HDFC Arbitrage Fund has delivered a 1.5% return over the last three months, matching performance with peers like Kotak and Invesco among large funds. While the fund leads in the short term, competitive rankings shift across longer periods. Investors should note that these funds depend on market volatility to generate returns, rather than traditional stock picking.
What Happened
HDFC Arbitrage Fund has emerged as the top performer in the three-month window within the arbitrage mutual fund category, recording a 1.5% return. This ranking focuses on funds with at least Rs 1,500 crore in assets under management. The fund shares this performance milestone with other major players in the space, including Kotak Arbitrage Fund and Invesco India Arbitrage Fund, which also posted 1.5% returns for the same three-month period.
Comparing Performance Across Timeframes
While HDFC Arbitrage Fund leads the short-term chart, performance data suggests that leadership rotates depending on the time horizon. When looking at a six-month window, Kotak Arbitrage Fund takes the top position with a 3.0% return.
Expanding the view to a one-year period, Invesco India Arbitrage Fund leads the category with a 5.9% gain. Over a three-year period, the competitive advantage shifts back to Kotak Arbitrage Fund, which has delivered a 7.0% annualized return, the highest among the top five funds in the segment. These varying results illustrate that consistency is often a moving target in the arbitrage fund category.
How These Funds Generate Returns
Unlike traditional equity funds that bet on a company's stock price going up, arbitrage funds operate differently. They aim to profit from price gaps between the cash market (where shares are bought) and the derivatives market (where futures contracts are sold).
This strategy is generally considered low-risk because the fund manager locks in the price gap at the time of purchase. However, the profit potential depends heavily on market conditions. If market volatility is high and liquidity is strong, there are usually more opportunities to exploit price differences. If the market is calm or trading volumes are low, these opportunities shrink, which can directly affect the returns a fund generates.
Risks and Investor Monitorables
Investors should understand that arbitrage funds are not a set-it-and-forget-it investment.
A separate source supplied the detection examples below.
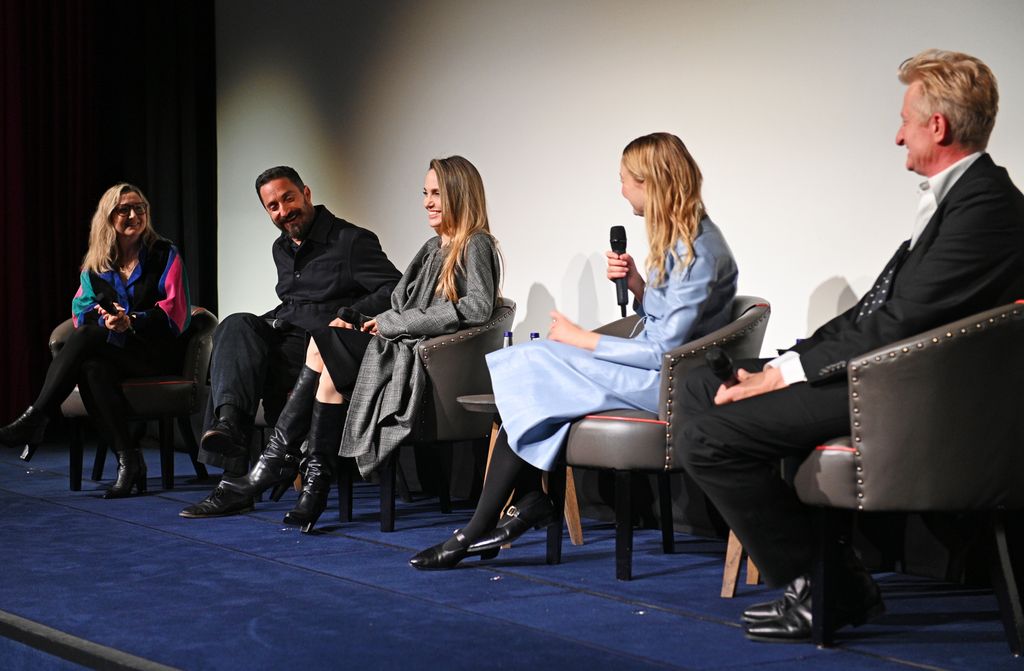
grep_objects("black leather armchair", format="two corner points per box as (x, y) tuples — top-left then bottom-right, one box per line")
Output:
(795, 303), (1024, 656)
(338, 298), (515, 532)
(49, 307), (217, 492)
(547, 296), (771, 580)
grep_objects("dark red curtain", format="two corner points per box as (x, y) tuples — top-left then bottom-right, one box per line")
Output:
(0, 0), (216, 422)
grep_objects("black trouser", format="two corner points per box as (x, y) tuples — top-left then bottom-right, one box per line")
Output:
(676, 359), (850, 587)
(32, 324), (181, 452)
(199, 312), (306, 473)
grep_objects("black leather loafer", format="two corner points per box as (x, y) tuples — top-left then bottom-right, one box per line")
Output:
(469, 492), (556, 552)
(409, 531), (498, 571)
(178, 485), (254, 519)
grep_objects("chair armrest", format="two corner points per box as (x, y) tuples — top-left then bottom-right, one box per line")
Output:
(835, 304), (1024, 511)
(417, 299), (515, 441)
(657, 296), (771, 470)
(594, 314), (643, 338)
(48, 319), (75, 357)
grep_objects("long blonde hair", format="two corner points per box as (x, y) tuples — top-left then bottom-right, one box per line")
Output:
(623, 133), (705, 287)
(82, 182), (158, 272)
(430, 156), (490, 302)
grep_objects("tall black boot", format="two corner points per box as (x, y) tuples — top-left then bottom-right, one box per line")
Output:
(285, 401), (348, 534)
(0, 406), (50, 450)
(221, 366), (319, 501)
(103, 447), (145, 499)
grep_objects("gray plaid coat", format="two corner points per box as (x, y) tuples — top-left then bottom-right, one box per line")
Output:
(339, 233), (501, 475)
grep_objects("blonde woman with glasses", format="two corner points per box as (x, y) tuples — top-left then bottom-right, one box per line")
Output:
(0, 183), (191, 499)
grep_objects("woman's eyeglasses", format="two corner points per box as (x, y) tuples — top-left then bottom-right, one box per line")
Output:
(114, 203), (150, 217)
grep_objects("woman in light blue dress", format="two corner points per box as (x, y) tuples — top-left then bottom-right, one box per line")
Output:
(410, 133), (736, 570)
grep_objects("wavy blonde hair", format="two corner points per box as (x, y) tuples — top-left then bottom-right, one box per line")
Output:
(898, 49), (999, 151)
(82, 182), (158, 272)
(623, 133), (705, 287)
(430, 156), (490, 302)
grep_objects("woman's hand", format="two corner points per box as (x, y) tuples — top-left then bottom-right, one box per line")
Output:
(548, 309), (601, 351)
(96, 303), (131, 333)
(328, 317), (355, 329)
(362, 320), (378, 335)
(604, 252), (647, 302)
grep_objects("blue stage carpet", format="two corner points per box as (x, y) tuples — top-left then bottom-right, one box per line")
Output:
(0, 446), (1024, 671)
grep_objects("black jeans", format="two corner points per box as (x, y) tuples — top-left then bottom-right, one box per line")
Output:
(33, 324), (182, 452)
(676, 359), (850, 587)
(199, 312), (306, 473)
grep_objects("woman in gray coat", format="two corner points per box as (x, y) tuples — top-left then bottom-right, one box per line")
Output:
(223, 156), (501, 532)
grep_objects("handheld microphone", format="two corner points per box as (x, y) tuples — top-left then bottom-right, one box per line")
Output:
(338, 305), (367, 331)
(705, 347), (739, 388)
(609, 226), (630, 317)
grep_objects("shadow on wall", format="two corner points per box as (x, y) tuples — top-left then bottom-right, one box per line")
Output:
(807, 277), (857, 335)
(512, 283), (555, 342)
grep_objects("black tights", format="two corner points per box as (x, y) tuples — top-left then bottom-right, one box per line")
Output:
(462, 429), (541, 541)
(32, 324), (180, 452)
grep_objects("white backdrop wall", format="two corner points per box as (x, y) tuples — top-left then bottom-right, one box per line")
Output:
(216, 0), (1024, 352)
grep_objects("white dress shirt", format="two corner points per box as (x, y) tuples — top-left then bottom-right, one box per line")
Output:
(765, 152), (981, 384)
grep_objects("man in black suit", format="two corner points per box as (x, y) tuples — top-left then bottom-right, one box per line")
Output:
(677, 50), (1024, 640)
(179, 166), (401, 517)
Their performance is tied to the efficiency of the equity market. When market spreads narrow, the returns for these funds may drop. Additionally, investors should always review the expense ratio, as costs are deducted from returns and can make a noticeable difference in net gains, especially in a category where gross returns are typically modest compared to pure equity funds.
Going forward, investors may want to watch for changes in market volatility and trading volumes, as these are the primary drivers of arbitrage income. Comparing expense ratios and checking the consistency of returns over longer periods—rather than just the latest three-month update—provides a clearer picture of a fund's stability.